Home   About Me   Blog   Algorithms & datastructures Home  



import utils

h = __import__("6_hashmaps")


# https://en.wikibooks.org/wiki/Algorithm_Implementation/Strings


# Rabin-Karp algorithm is a string searching algorithm that uses hashing to find an exact match of a pattern string in a text.
def rabin_karp(s: str, pattern: str):
    """
    https://en.wikipedia.org/wiki/Rabin%E2%80%93Karp_algorithm
    """
    # O(nm)

    n = len(s)
    m = len(pattern)
    hash_pat = h.paul_larson_hash(pattern)

    for i in range(0, (n - m + 1)):
        xx = s[i : i + m]
        hs = h.paul_larson_hash(xx)
        if hs == hash_pat:
            if s[i : i + m] == pattern[0:m]:
                return i
    return None


# Also have a look at this alternative implementation:
# https://github.com/mccricardo/Rabin-Karp/blob/master/rabin_karp.py

res = rabin_karp("komu", "mu")
utils.assert_r("strings", res, 2)


res = rabin_karp("komu", "k")
utils.assert_r("strings", res, 0)


res = rabin_karp("komu", "ko")
utils.assert_r("strings", res, 0)


res = rabin_karp("abcdefghijklmnopqrstuvwxyz", "w")
utils.assert_r("strings", res, 22)
utils.assert_r("strings", res, "abcdefghijklmnopqrstuvwxyz".index("w"))
utils.assert_r("strings", list("abcdefghijklmnopqrstuvwxyz")[22], "w")

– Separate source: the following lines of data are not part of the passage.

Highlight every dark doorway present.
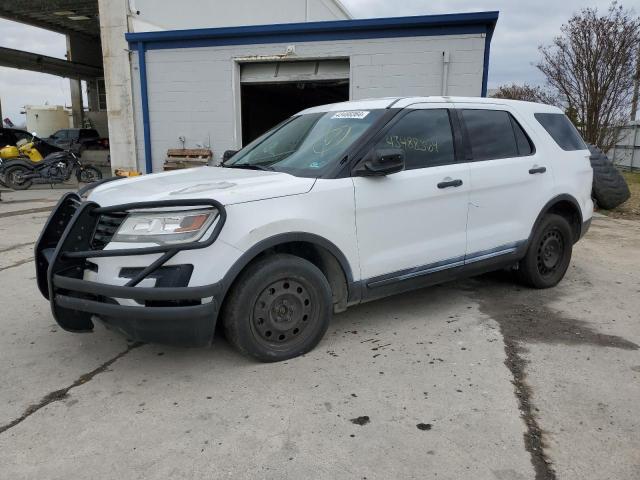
[241,80,349,145]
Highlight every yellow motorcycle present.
[0,135,44,163]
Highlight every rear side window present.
[511,117,533,156]
[534,113,587,151]
[376,109,455,170]
[462,110,533,160]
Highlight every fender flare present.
[221,232,354,298]
[527,193,584,246]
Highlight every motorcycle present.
[0,150,102,190]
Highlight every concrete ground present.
[0,189,640,480]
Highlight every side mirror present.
[355,148,405,177]
[222,150,238,162]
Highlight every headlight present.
[112,209,218,244]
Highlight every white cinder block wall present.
[131,34,486,171]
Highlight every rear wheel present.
[4,165,33,190]
[518,214,573,288]
[78,166,102,183]
[223,254,332,362]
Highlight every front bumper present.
[35,190,226,346]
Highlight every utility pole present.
[631,48,640,121]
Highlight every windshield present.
[224,110,385,177]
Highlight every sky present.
[0,0,640,124]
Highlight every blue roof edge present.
[125,11,499,45]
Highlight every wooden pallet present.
[164,148,213,170]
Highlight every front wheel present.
[222,254,332,362]
[518,214,573,288]
[4,165,33,190]
[78,166,102,183]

res = rabin_karp("komu", "kw")
utils.assert_r("strings", res, None)


my_str = """So they build their world in great confusion
To force on us the devil's illusion.
But the stone that the builder refuse
Shall be the head cornerstone,
And no matter what game they play,
Eh, we got something they could never take away;
We got something they could never take away - Bob Marley"""
res = rabin_karp(my_str, "builder")
utils.assert_r("strings", res, 105)
utils.assert_r("strings", res, my_str.index("builder"))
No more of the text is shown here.